Vibratory finishing bowl from PDJ Vibro pays for itself in six months.
Winning a contract to machine large batches of two aileron parts from solid aluminium for the Airbus A320 presented Gloucestershire subcontractor, Norman Precision, with the problem of how to finish the complex components economically, as they require a large amount of hand deburring. The solution was the purchase of a PDJ Vibro 60-litre, bench-top vibratory finishing bowl, which has automated part of the finishing process.
Machining of the aileron components is completed in one hit on a Mazak Integrex 5-axis turn-mill centre. One-third of the cycle time is consumed by in-cycle deburring of specific features on the outside with a milling cutter. Unfortunately, the flashing in the interior of the component still has to be removed by hand, as access for the mill is restricted. However, much of the previous manual deburring of the outside after machining has been replaced by processing in the vibratory finishing bowl, saving 20 minutes of external hand finishing per component.
A range of other parts produced at the subcontractor’s Stonehouse factory is now similarly deburred automatically. One is a stainless steel component that was previously put out for bead-blasting. It is an ongoing job for a customer and the monthly saving on subcontract finishing is substantial.
An additional benefit is that the component is produced entirely in-house, so the lead-time has been reduced by about a week, speeding delivery to the customer. Moreover, as the entire production process has been brought in-house, control over the contract is total.
Kevin Norman, managing director of Norman Precision said, “Based on savings in the production of these two components alone, ie the aluminium aileron part and the stainless steel component, the capital cost of the PDJ Vibro vibratory bowl will be recouped in less than six months.”
Another job on which savings are being made is a pneumatic manifold for an aircraft, produced from solid aluminium in two operations on a turn-milling machine. Internal holes intersect at compound angles, creating some heavy burrs that still need to be removed manually afterwards. The previous 15 minutes of hand deburring of the exterior, however, has been replaced entirely by vibratory finishing of the components six at a time in a 45 minute cycle.
Bob Savory, Norman Precision’s operations manager commented, “It means that our finishing specialist can concentrate on the exacting job of removing the internal burrs and complete the work while the next part is being machined on the turn-mill centre.

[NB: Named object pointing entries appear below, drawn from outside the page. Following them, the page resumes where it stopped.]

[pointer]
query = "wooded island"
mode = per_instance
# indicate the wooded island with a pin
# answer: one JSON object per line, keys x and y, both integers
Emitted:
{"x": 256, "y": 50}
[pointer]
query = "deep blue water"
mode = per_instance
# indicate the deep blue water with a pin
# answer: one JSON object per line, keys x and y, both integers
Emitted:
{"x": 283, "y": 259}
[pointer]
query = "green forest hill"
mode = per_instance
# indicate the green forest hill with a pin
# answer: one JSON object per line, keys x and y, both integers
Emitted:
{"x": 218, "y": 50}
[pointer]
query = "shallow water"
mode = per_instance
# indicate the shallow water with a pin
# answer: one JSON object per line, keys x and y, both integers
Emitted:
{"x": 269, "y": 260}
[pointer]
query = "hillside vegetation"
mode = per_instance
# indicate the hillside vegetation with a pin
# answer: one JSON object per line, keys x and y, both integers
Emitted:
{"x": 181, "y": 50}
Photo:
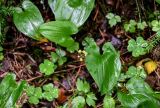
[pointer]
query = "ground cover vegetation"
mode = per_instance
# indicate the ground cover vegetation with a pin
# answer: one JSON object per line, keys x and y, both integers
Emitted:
{"x": 80, "y": 53}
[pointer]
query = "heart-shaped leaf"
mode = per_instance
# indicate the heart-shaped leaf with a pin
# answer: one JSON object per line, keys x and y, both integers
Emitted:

“Another advantage is that the patina on the outside of components that have undergone vibratory finishing is better, providing a more consistent, mark-free surface that improves the quality of subsequent nickel plating.
“Consistency of finish is also better, as the variability that inevitably results from human intervention has been removed.
“In extreme cases, if an error is made during manual finishing that causes a part to be scrapped, it can take the profit out of the job. Vibratory finishing greatly reduces this possibility.”
PDJ Vibro has recommended different sizes, geometries and grades of ceramic abrasive to optimise processing of different materials and to discourage ingress of media inside the components. To this end, the larger ports in components machined by Norman Precision are blanked off using plastic plugs. An adjustable dosing pump has been supplied that injects metal finishing compound into the bowl periodically, typically every 10 seconds, while a constant, minimal flow of cold water is maintained to lubricate the media and keep it and the components clean.
Processed parts are washed immediately afterwards in an adjacent, aqueous cleaning line to discourage staining, which would otherwise show through the nickel plating or anodised finish that are often subsequently applied.
The finishing and cleaning area of the factory is now the hub of the subcontractor’s activities, positioned between the machine shop and dispatch. The PDJ Vibro bowl additionally plays a useful role in continuous improvement at the Stonehouse factory by freeing staff to become more involved in quality planning, process control and customer liaison.
PDJ Vibro is providing ongoing support by advising on the optimum methods for finishing new materials, such as thermoplastics, that the subcontractor has been asked to machine. For example, trials are currently in progress at the supplier’s technical centre in Bletchley to establish the best way to process PEEK in a vibratory bowl.